I agree that we'll get there, somewhat inevitably; not trying to argue for any Searlian dualistic separation between what Machines can do and what Biology can do. I'm personally interested in the 'how'. Emergent Strong AI is the most boring scenario I can imagine; I want to understand the mechanisms at play. It may just be that we need to tie together everything you've listed and more, throw enough data at it, and wait for something approximating intelligence to grow out of it. We can also take the more top-down route, and treat this as a problem in developmental psychology. Are there better ways to learn than just throwing trillions of examples at something until it hits that eureka moment?
I think the key ingredient is to be reinforcement learning, and more importantly, agents being embedded in the external world.
Regarding the "internal world", we already see the development of AI mechanisms for attention, short term memory (references to concepts recently used), episodic memory (autobiographic) and semantic memory (ontologies).
>>I think that language is what the human brain does.
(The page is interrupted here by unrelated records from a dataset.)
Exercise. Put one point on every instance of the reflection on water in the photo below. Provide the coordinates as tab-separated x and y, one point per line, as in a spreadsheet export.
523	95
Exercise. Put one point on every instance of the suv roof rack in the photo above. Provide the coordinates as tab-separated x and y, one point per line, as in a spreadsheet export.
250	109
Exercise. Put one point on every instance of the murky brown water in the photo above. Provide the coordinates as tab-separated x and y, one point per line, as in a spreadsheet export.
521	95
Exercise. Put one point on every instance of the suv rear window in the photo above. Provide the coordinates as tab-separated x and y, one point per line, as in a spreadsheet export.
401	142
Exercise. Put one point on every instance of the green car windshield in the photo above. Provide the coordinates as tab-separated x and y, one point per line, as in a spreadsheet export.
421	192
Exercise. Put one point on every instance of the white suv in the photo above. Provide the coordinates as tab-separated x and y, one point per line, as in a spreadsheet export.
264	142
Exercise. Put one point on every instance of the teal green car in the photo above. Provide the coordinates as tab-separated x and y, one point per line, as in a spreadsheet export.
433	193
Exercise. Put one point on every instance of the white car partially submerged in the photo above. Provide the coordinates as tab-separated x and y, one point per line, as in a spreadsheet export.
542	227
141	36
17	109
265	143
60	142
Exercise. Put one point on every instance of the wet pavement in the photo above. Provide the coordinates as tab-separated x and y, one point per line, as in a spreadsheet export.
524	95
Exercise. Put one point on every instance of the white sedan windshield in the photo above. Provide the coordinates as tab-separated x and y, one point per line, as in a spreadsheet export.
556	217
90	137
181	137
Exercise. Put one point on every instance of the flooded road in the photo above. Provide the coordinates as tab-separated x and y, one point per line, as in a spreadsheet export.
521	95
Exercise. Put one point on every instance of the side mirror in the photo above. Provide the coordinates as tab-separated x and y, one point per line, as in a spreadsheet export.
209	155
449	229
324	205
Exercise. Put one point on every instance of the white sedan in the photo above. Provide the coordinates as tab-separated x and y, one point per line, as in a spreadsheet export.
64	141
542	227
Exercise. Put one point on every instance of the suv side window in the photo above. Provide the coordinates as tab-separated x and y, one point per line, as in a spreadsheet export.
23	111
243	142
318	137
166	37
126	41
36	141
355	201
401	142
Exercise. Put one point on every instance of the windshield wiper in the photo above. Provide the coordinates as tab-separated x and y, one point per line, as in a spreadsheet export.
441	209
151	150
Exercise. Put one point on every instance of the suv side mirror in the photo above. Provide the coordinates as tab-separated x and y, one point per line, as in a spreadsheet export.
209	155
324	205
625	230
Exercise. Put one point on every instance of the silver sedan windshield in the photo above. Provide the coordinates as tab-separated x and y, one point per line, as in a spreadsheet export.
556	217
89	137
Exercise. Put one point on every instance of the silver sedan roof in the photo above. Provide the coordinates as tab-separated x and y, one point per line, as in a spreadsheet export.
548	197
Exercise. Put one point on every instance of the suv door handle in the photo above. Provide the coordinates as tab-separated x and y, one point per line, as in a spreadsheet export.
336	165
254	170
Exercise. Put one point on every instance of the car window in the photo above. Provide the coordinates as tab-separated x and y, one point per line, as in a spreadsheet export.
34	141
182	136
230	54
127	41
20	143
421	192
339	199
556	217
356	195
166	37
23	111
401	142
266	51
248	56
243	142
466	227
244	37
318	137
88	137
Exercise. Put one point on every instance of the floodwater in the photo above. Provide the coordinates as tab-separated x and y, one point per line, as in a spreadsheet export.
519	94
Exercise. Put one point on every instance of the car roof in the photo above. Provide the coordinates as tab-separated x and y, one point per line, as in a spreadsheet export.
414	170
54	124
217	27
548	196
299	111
I think language is a UI with our own brain. It allows us to interact with its knowledge system and representation of the world. Self is a thin client running on the vast knowledge system. If you think about it, thinking is not where the real thinking happens. We get intuition signals from the brain on what is true / false , which are required for our higher level thinking. So thinking we do is also a thin client running on top of the Brain OS. Both the thinking and language are serialization tools of representation of the world that was solely evolved for communication with other brains. Since we don't have direct neural link with other brains, we have to serialize it and hence language based thinking.
So i think to evolve language understanding in machines, we might have to simulate many intelligent agents in a simulated environment and let them collaborate. Similar to how our brains collaborated and gave rise to natural languages.
I am inclined to agree with you, but then I remember that people used to say the same thing about chess. Perhaps completely solving language requires strong AI, but maybe we can get 99% there with something like the "chinese room", an AI that works like a well learned parrot.
To grasp semantics of human language I would think that AI would have to an understanding of the world from a human experience. So we would need to simulate human experience for an AI. Anyone know of any work on this?
IMHO It is unproductive to rigidly split problems into "merely requiring algorithmic solution" and "AI-complete".
Even with language there is a whole spectrum of language skill. Some animals like parrots, crows, great apes, and then people can learn language at various levels.
Some deep learning models can already learn basic language skills too. The question is, how far can these techniques go. Maybe, pretty far.
So I'm not surprised computers keep on struggling with language applications. Once they succeed strong AI will not be much further away.